Happy App Happenings

On the other, it suggests that big changes are – not before time – happening to the app store. Apple’s app store is what turned the iPhone into the powerhouse it became. The first iPhone shipped without it. You couldn’t write apps for it. Who remembers that now?

The boom in apps led to the boom in companies dependent on the app store. Where would Uber or Spotify be in our mobile-centric world without an app store?

And yet, it’s remained a surprisingly static environment since it launched a year after the iPhone itself. As Daring Fireball‘s Gruber notes:

I would argue that the App Store has changed more in the last six months than it did in the previous eight years.

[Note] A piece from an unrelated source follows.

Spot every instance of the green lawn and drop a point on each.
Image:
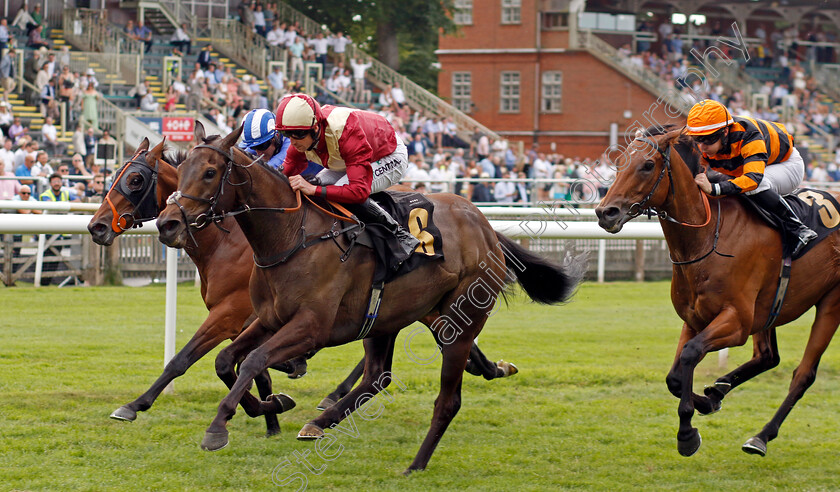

Why is that significant? Because changes could start to reverse the stagnation that’s setting in. Recode noted that, quite possibly, the app boom is over:

If you are an independent app developer or publisher, you have probably known this for a while, because you have found it very difficult to get people to download your app — the average American smartphone user downloads zero apps per month.

That’s a sign of a market in maturity – with people happy with what they’ve got. If Apple wants to keep the market dynamic, then they need to change the environment and let new forms of app emerge. And there are some significant moves in the announcement:

  • The first crack in the 70/30 split model
  • Subscriptions now extending to many more forms of app
  • Paid placement in app store search
  • Faster app review

(Full details here)

What do those enable? New business models. And new business models enable new kinds of app.

The death of the app store might be – just possibly – a premature announcement to have made. The next year could be very entertaining.